What were some of the most shocking cultural differences? And my fellow New Yorkers – what are your thoughts on dating in this city?
” I’ve certainly had my fair share of ups and downs while dating in NYC – honestly, it was mostly downs, until I met my boyfriend (click here to read about why he’s a keeper! I’ve encountered more than enough flakes, guys who have canceled while I’m literally in the middle of getting ready, creeps who have sent cloyingly flirtatious (borderline uncomfortable?
) text messages, douchey finance bros only looking for one thing…a couple of nice guys I just never hit it off with, and a few weirdos who still make me cringe.
” Pointing at the ground, he says, “I think you dropped something.” “I did? I mean if I didn’t just literally walk into the CHEESIEST pickup line there ever was…

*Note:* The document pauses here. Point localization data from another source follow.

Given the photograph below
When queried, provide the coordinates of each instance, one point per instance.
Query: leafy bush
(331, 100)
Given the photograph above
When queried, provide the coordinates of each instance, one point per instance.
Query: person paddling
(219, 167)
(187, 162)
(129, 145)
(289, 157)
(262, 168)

”I answered, my eyes frantically darting around for a dropped wallet or passport. You never hear this kind of stuff in New York (which isn’t necessarily a bad thing), and I’ve found that guys are less emboldened to make moves (unless you count the one time I was picked up by a guy I met on the subway). In Italy, at least for an American dating an Italian, the conversation topics generally revolve around cultural differences – and often the same stereotypes that get repeated over and over until they become a boring, hackneyed cliche.

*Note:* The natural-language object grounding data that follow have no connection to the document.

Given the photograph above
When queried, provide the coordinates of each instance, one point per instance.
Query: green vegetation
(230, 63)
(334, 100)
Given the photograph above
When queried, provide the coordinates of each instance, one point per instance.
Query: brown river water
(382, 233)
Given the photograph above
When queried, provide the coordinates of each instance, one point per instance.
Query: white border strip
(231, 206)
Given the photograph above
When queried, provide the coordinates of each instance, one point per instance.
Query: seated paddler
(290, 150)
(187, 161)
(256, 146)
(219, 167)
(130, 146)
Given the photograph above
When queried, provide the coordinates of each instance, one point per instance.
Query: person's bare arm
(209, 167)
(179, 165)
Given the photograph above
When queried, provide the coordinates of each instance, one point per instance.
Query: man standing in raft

It can lead to a lot of frustration, flakiness, lamentation and wondering – “Where’d All The Good People Go?In New York (with the exception of the aforementioned finance bros), guys move a bit slower and are generally more respectful of your boundaries.Where an Italian might try to go in for the kiss even if he senses you’re not keen on it, New Yorkers tend to take things a bit slower, and at least try to respect/pick up on your body language and cues. I know he’s kind of controversial to mention right now but Aziz Ansari’s book really lays out what it’s like to date as a millennial in the modern era – how the paradox of choice and feeling like we have to be optimizers leaves us feeling empty, unsatisfied, and unfulfilled, always with an eye out looking for the next best thing, forgetting that a bird in the hand is better than two in the bush.This list is by NO MEANS complete or scientific, just my musings on what I perceive to be some of the biggest differences on what it’s like to date in Italy versus NYC. ” and “Oh wow, .” I’ll never forget the time when I was 19 and fresh off the plane, walking through the San Lorenzo market, when one of the vendors (who quite probably was not an Italian, though I didn’t know any better at the time) said “Excuse me, miss!” three times, before I turned around and said hesitantly “Yes…??
I suppose the negative to this is that you generally know in Italy if a guy is interested or not, whereas in New York, it can sometimes feel like a guessing game (because remember, #options). At first I found these conversations to be interesting, but later on I more often than not found myself bored saying the same things over and over again.